3.Termination after Expiration of Inspection Period.  Except as otherwise expressly provided herein, at any time after the expiration of the Inspection Period, upon not less than five (5) business days’ prior written notice to the Escrow Agent and the other party, Escrow Agent shall deliver the Earnest Money to the party requesting the same; provided, however, that if the other party shall, within said five (5) business day period, deliver to the requesting party and the Escrow Agent a written notice that it disputes the claim to the Earnest Money, Escrow Agent shall retain the Earnest Money until it receives written instructions executed by both Seller and Purchaser as to the disposition and disbursement of the Earnest Money, or until ordered by final court order, decree or judgment, which is not subject to appeal, to deliver the Earnest Money to a particular party, in which event the Earnest Money shall be delivered in accordance with such notice, instruction, order, decree or judgment.
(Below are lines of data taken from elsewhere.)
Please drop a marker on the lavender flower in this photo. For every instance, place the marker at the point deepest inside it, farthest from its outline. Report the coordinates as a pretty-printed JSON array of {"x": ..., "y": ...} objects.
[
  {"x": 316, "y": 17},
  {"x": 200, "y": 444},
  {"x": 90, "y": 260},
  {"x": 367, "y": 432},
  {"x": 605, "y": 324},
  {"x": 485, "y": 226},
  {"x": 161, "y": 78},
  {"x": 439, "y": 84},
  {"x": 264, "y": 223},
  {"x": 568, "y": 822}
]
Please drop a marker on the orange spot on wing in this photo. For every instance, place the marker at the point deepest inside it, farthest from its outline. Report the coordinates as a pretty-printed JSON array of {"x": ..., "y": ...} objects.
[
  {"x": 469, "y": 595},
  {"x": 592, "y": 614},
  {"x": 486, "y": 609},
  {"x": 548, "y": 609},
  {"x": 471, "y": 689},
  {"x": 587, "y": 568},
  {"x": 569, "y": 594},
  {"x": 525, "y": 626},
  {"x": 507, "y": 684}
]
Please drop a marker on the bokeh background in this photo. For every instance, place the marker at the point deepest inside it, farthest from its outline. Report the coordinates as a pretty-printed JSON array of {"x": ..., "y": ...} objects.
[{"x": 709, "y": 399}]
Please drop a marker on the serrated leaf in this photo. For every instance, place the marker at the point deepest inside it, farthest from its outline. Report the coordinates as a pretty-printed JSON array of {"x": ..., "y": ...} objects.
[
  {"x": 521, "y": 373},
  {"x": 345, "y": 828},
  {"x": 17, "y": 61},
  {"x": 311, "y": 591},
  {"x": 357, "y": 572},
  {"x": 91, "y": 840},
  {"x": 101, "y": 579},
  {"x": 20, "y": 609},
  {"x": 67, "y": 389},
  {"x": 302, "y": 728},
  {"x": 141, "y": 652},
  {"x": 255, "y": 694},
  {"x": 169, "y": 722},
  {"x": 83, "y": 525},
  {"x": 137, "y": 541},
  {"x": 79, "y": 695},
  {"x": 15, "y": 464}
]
4.Interpleader.  Subject to Section 2 of these Escrow Instructions, in the event of any controversy regarding the Earnest Money, unless mutual written instructions are received by the Escrow Agent directing the Earnest Money’s disposition, the Escrow Agent shall not take any action, but instead shall await the disposition of any proceeding relating to the Earnest Money or, at the Escrow Agent’s option, the Escrow Agent may interplead all parties and deposit the Earnest Money with a court of competent jurisdiction in which event the Escrow Agent may recover all of its court costs and reasonable attorneys’ fees.  Seller or Purchaser, whichever loses in any such interpleader action, shall be solely obligated to pay such costs and fees of the Escrow Agent, as well as the reasonable attorneys’ fees of the prevailing party in accordance with the other provisions of this Agreement.

1


 

5.Liability of Escrow Agent.  The parties acknowledge that the Escrow Agent is acting solely as a stakeholder at their request and for their convenience, that the Escrow Agent shall not be deemed to be the agent of either of the parties, and that the Escrow Agent shall not be liable to either of the parties for any action or omission on its part taken or made in good faith, and not in disregard of this Agreement, but shall be liable for actions or omissions taken or made by the Escrow Agent in bad faith, in disregard of this Agreement or involving gross negligence or willful misconduct on the part of the Escrow Agent.

6.Reporting Person.  Escrow Agent agrees to act as the "reporting person" pursuant to the provisions of Section 6045(e) of the Internal Revenue Code of 1986, as amended.